Mirvetuximab soravtansine, a folate receptor alpha-targeting antibody–drug conjugate, combined with carboplatin and bevacizumab (Avastin) is a highly active regimen with favorable tolerability as maintenance treatment in patients with recurrent, platinum-sensitive ovarian cancer, according to results from a phase 1b study presented by David O’Malley, MD, Director, Gynecologic Oncology, The Ohio State University Comprehensive Cancer Center, Columbus, at the European Society for Medical Oncology Virtual Congress 2020.
In the study known as FORWARD II, patients treated with this combination as maintenance achieved an overall response rate of 83%.
FORWARD II evaluated maintenance therapy with the combination of mirvetuximab soravtansine, carboplatin, and bevacizumab in 41 patients with recurrent platinum-sensitive ovarian cancer. Eligibility criteria included no progression within 6 months of the last dose of platinum-containing therapy, folate receptor alpha positivity (≥50% of cells with ≥2 positive staining intensity), ≥1 lesions that met the Response Evaluation Criteria in Solid Tumors version 1.1 criteria for measurable disease, and receipt of 1 to 2 previous lines of treatment.
The median age of enrolled patients was 63 years. Approximately three-fourths (73%) of patients had received 1 previous line of therapy and 27% had received 2 previous lines. Some 42% had previous exposure to a poly (ADP-ribose) polymerase inhibitor and 24% had previous bevacizumab exposure.

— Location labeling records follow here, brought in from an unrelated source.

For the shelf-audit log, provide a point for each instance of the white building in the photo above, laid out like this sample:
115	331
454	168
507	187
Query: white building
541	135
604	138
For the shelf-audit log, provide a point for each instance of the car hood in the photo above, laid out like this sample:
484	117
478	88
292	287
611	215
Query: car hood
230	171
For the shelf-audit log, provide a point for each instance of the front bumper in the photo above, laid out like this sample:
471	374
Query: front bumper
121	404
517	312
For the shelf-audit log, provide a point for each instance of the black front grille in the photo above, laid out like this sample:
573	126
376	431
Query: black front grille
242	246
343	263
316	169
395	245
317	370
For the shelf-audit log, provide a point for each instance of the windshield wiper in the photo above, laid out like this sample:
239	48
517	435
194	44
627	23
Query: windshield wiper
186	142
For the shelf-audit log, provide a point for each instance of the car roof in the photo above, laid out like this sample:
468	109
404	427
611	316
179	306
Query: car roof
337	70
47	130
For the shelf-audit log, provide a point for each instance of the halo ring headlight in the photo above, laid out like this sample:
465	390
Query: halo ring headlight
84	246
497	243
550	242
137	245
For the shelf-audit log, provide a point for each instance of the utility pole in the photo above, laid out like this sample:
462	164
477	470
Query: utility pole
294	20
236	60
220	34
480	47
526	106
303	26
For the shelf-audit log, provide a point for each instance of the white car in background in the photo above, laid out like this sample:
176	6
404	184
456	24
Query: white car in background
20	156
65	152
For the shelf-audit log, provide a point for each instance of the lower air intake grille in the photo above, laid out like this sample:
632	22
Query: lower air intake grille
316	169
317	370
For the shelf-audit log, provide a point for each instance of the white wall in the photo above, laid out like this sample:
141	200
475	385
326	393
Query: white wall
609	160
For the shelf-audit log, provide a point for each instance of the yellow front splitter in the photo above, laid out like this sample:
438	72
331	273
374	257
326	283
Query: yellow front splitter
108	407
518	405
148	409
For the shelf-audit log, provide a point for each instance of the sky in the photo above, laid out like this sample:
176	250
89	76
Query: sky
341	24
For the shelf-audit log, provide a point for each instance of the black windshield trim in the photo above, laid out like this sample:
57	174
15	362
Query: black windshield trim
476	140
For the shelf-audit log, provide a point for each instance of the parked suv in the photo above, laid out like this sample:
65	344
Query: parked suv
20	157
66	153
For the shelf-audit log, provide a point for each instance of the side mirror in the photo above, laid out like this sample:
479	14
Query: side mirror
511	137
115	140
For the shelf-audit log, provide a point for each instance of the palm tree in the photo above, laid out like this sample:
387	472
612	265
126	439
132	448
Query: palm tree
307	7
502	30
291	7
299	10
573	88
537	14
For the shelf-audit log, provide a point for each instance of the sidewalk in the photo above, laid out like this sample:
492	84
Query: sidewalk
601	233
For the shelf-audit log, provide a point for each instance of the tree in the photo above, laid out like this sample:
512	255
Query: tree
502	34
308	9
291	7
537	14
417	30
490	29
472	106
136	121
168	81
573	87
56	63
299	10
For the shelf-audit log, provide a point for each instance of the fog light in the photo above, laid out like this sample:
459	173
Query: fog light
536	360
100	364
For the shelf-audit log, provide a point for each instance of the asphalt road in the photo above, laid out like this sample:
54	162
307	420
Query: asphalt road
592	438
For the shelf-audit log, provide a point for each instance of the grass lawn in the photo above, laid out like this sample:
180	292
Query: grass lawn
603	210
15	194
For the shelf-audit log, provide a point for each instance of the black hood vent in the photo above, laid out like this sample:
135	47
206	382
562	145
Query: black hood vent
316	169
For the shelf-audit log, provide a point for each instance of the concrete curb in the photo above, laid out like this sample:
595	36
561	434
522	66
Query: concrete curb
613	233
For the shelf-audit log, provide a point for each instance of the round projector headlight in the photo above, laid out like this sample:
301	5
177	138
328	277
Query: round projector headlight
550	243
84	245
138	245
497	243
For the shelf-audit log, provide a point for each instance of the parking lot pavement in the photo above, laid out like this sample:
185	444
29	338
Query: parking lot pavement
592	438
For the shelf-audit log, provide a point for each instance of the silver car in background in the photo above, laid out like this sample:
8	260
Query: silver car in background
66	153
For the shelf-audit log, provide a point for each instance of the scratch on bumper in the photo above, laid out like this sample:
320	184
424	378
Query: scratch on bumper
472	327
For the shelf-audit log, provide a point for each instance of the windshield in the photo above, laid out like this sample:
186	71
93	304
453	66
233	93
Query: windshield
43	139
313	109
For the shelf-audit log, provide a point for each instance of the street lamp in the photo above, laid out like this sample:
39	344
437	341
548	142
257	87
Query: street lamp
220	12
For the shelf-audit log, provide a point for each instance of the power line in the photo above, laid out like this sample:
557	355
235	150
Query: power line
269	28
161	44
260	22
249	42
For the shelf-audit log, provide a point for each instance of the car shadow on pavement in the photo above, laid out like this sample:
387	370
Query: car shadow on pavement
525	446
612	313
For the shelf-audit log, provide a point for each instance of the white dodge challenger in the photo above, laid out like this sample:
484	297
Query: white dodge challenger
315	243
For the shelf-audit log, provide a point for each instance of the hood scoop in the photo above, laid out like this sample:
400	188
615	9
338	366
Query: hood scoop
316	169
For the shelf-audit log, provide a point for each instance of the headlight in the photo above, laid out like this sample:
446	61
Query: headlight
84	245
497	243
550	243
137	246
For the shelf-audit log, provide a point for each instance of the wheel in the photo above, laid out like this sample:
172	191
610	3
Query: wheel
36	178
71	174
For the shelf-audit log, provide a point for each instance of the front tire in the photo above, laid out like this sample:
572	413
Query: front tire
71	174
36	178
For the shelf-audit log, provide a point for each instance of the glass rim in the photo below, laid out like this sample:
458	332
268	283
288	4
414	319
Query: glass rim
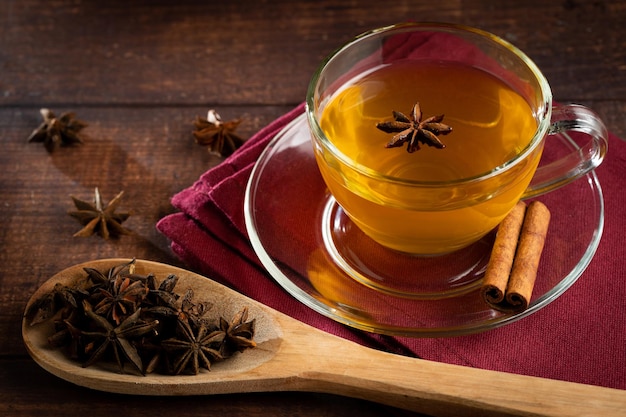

The platinum-free treatment interval was ≤12 months in 54% of patients. Tumor folate receptor alpha expression was high in 49% of patients and medium in the remainder of patients.

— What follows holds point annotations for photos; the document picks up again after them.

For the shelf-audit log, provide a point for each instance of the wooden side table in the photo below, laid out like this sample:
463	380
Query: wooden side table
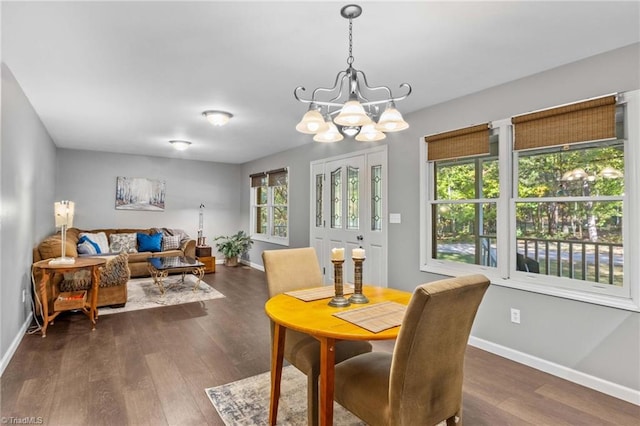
209	263
88	307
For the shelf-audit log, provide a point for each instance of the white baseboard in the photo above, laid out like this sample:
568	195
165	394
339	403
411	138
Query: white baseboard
14	345
253	265
575	376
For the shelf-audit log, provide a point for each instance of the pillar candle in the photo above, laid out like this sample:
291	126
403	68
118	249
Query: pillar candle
357	253
337	254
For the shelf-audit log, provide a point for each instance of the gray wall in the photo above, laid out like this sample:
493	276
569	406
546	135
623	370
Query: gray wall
88	178
594	340
27	186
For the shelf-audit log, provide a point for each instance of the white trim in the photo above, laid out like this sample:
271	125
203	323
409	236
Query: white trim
617	391
252	265
15	343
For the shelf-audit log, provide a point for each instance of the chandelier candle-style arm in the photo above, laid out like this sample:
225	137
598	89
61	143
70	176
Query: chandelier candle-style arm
353	102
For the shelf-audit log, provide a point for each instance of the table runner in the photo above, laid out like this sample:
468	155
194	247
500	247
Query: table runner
318	293
375	318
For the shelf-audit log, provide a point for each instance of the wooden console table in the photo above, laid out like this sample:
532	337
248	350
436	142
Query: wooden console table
89	308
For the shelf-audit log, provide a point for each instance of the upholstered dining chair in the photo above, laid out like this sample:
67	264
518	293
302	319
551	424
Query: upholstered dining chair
421	382
294	269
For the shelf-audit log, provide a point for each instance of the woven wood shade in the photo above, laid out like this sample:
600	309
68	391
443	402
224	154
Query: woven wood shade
258	179
584	121
277	177
466	142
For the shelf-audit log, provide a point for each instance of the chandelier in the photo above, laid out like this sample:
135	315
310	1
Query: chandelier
355	104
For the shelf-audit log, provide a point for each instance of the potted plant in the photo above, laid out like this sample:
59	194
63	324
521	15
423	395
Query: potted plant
233	246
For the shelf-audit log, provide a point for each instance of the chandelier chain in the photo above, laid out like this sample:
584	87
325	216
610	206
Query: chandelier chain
350	58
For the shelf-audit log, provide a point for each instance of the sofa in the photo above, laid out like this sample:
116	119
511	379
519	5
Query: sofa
137	244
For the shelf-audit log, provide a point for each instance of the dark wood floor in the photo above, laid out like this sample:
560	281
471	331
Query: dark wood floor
151	367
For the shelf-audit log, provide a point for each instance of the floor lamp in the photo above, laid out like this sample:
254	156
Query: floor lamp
63	211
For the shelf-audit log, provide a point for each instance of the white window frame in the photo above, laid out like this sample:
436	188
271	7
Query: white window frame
505	274
269	237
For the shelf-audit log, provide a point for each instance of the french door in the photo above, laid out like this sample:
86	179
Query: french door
349	210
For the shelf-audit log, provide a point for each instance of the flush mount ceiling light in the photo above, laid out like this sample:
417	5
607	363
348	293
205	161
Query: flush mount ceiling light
217	118
355	104
180	145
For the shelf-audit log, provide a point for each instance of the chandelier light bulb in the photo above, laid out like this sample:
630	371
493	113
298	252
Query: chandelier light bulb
217	118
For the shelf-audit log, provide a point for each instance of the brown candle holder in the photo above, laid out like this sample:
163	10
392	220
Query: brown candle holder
357	296
338	301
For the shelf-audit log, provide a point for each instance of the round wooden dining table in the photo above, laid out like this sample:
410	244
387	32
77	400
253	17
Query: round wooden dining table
316	319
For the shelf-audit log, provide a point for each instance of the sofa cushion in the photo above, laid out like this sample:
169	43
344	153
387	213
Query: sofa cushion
170	242
99	238
152	243
114	272
119	243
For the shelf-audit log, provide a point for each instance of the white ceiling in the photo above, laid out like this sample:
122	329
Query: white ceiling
127	77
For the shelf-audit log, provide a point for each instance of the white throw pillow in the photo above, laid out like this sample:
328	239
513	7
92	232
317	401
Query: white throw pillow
119	243
100	239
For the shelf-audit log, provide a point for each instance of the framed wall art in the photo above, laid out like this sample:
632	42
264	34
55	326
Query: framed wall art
140	194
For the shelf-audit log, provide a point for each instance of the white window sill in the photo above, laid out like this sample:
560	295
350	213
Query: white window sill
626	304
272	240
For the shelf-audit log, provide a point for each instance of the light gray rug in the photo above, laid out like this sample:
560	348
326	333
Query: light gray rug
142	293
246	402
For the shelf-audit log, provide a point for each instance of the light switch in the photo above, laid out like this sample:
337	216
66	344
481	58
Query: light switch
395	218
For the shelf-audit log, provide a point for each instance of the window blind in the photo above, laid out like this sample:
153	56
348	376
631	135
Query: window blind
258	179
467	142
277	177
583	121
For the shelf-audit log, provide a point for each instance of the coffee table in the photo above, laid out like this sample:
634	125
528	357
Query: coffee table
161	267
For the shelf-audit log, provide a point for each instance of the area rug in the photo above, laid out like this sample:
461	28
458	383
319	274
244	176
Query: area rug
246	402
142	293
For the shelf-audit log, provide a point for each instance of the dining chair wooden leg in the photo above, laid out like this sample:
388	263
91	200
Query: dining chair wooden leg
327	370
277	356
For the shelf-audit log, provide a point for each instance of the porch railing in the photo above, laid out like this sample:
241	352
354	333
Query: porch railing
585	260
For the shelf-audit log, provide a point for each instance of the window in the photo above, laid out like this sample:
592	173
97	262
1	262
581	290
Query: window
270	206
540	202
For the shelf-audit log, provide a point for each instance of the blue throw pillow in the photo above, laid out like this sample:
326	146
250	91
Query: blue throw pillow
152	243
86	246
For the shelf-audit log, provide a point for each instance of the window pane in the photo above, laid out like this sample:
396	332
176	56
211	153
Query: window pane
580	240
336	200
280	195
465	233
261	220
353	194
261	195
467	179
376	198
572	171
319	182
279	222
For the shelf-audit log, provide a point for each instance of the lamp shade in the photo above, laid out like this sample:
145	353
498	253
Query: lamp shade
330	135
369	133
180	145
64	211
217	118
391	120
312	123
352	114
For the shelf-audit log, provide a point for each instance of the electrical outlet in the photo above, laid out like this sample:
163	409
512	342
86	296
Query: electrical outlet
515	316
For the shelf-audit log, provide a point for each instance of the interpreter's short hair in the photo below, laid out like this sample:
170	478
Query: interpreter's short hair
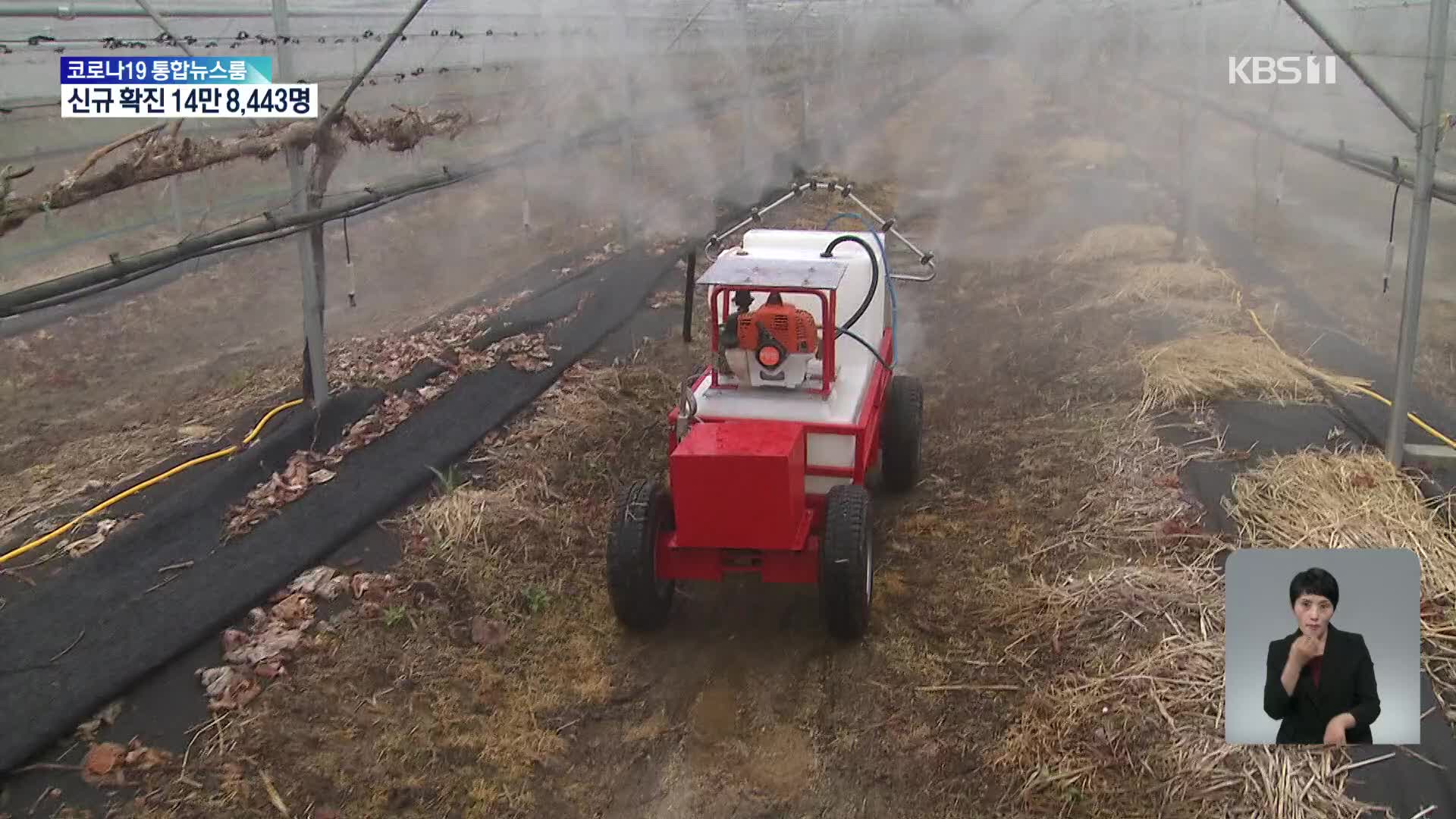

Patients in the FORWARD II trial received a median of 6 cycles of carboplatin, 12 cycles of mirvetuximab soravtansine, and 13 cycles of bevacizumab.
The researchers noted confirmed tumor responses in 34 patients, which included 10 complete responses and 24 partial responses. The confirmed overall response rate was 80% in the 20 patients with high tumor folate receptor alpha expression and 86% in the 21 patients with medium tumor folate receptor alpha expression. The median duration of response was 10.9 months in the overall patient population, and 9.9 months and 13.3 months in patients whose tumors had high or medium folate receptor alpha expression, respectively.
Progression-free survival was 12.8 months in the overall patient population, 12.4 months in patients with high folate receptor alpha tumor expression, and 12.9 months in the medium folate receptor alpha expression subgroup.
The most common treatment emergent–related adverse events (all grades) were diarrhea (83%), nausea and fatigue (76%), thrombocytopenia (71%), blurred vision (68%), and peripheral neuropathy (56%). Grade 3 adverse events occurring in ≥10% of patients were thrombocytopenia (42%), neutropenia (32%), anemia (12%), hypertension (10%), and diarrhea (10%). Approximately 10% of patients experienced grade 4 neutropenia and thrombocytopenia.
Approximately half (54%) of patients discontinued ≥1 drugs due to adverse events: 37% discontinued carboplatin, 32% discontinued mirvetuximab soravtansine, and 5% discontinued bevacizumab.
The researchers concluded that the efficacy outcomes in this heavily pretreated recurrent platinum-sensitive population were encouraging.